Canada lives with his family in Valley Stream, on Long Island, but comes to work at the Harlem Children's Zone headquarters on the corner of 125th Street and Madison Avenue. His sun-soaked corner office, facing southeast, offers views of the city spread like a glittering banquet on an asphalt table. Seated at a round conference table, wearing a crisp button-down monogrammed "GC" over his heart, a striped tie, his omnipresent gold bracelet and gold knot cufflinks, Canada spoke with City Limits in early January. Here are highlights from that interview.
You have said that the Harlem Children's Zone is midway through a 20-year completion cycle. How do you define success? What benchmark tells you the work is successful—or not?
The only benchmark of success is college graduation. That's the only one: How many kids you got in college, how many kids you got out. Everything else is interim.
Look, people make a big deal of fourth-grade reading scores. It's great, they're indicators, they give you some idea. Kids reading well, that just gives us an indication of how much more work we have to do. If you ask me, kids that get good reading scores, then they don't get any other help—where are they going to be in a few years? They're not going to do well. They could fail the 4th grade reading test. I guarantee you, if that kid stays in the [HCZ] program, that kid is going to college. I guarantee it. No doubt in my mind.

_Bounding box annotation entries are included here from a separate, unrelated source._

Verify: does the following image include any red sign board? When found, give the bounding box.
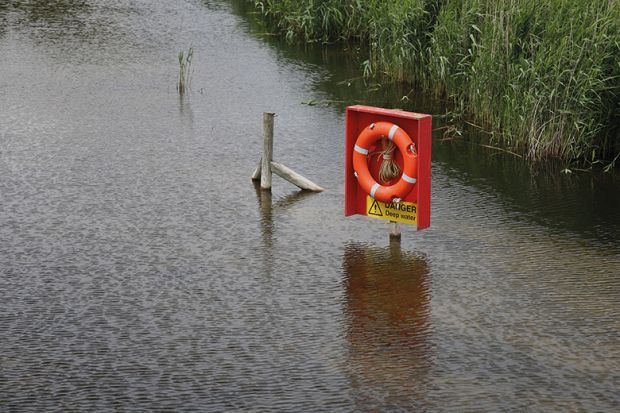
[344,105,432,229]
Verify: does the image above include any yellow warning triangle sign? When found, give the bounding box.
[367,199,383,217]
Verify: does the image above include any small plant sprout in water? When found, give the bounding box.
[177,47,194,95]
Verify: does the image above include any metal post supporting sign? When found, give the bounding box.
[345,105,432,229]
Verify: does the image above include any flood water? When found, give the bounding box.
[0,0,620,412]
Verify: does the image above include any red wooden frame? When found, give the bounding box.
[344,105,432,230]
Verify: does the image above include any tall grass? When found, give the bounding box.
[249,0,620,163]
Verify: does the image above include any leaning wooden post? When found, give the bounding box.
[252,112,324,192]
[260,112,274,190]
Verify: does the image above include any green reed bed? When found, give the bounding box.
[250,0,620,166]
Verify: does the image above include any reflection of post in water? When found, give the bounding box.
[343,241,431,410]
[252,181,312,254]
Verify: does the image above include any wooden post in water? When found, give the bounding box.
[252,112,324,192]
[390,221,400,240]
[260,112,274,189]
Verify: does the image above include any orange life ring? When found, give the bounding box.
[353,122,418,202]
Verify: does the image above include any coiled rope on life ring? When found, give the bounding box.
[353,122,418,202]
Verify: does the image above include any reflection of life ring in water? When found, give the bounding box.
[353,122,418,202]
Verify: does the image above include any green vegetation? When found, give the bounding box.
[249,0,620,167]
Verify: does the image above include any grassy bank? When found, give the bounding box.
[249,0,620,166]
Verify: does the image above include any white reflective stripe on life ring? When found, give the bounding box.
[370,182,381,198]
[388,125,398,140]
[354,145,368,155]
[403,173,418,184]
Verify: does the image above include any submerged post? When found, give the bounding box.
[260,112,274,190]
[390,221,400,240]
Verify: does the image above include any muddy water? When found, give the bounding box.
[0,0,620,411]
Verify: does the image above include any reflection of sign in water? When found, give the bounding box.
[366,196,418,225]
[342,243,434,412]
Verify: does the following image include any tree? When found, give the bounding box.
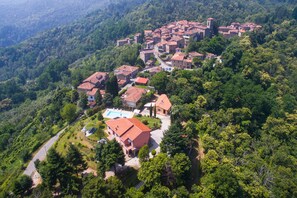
[150,104,153,117]
[292,7,297,20]
[95,90,102,106]
[78,92,88,109]
[138,153,191,188]
[97,111,104,121]
[61,103,76,123]
[201,164,242,198]
[112,96,122,108]
[125,187,144,198]
[96,140,125,174]
[145,185,171,198]
[71,90,79,103]
[66,144,87,176]
[150,72,169,94]
[160,123,192,155]
[105,75,119,98]
[106,177,126,197]
[138,145,150,162]
[12,175,33,197]
[82,175,106,198]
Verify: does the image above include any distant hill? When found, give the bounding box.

We know GEDs mean nothing—they mean nothing. Getting a kid through high school means nothing, nothing. So what? You get a kid doing well in eighth grade. They graduate high school and get into college. That means nothing. There is only one answer: You've got to get these kids to graduate college, that's the only thing that means something. Everything else is interim.
So, are the results suggestive of success? Yes—they give you some indication you're moving in the right direction. But meaningful in and of itself? No. It's just an indicator that we're moving in the right direction.
If you can't measure actual success for another decade, do you know whether your programs are working? How do you evaluate them now?
That's a great question. You have to have interim success measures. Each of my programs, starting with Baby College, has a set of outcomes that we look at which suggest to us that we're on the right path. They're just suggestive. So, did the parents learn key essentials in brain development? We think that if more did, then that's a precursor for getting their children prepared to enter pre-K on grade level. And then, we test all the kids to see who's struggling, who's not struggling.
You have set a 65 percent "tipping point" as a universal goal for your programs, after which you think success becomes inevitable. How did you determine that 65 percent was the tipping point?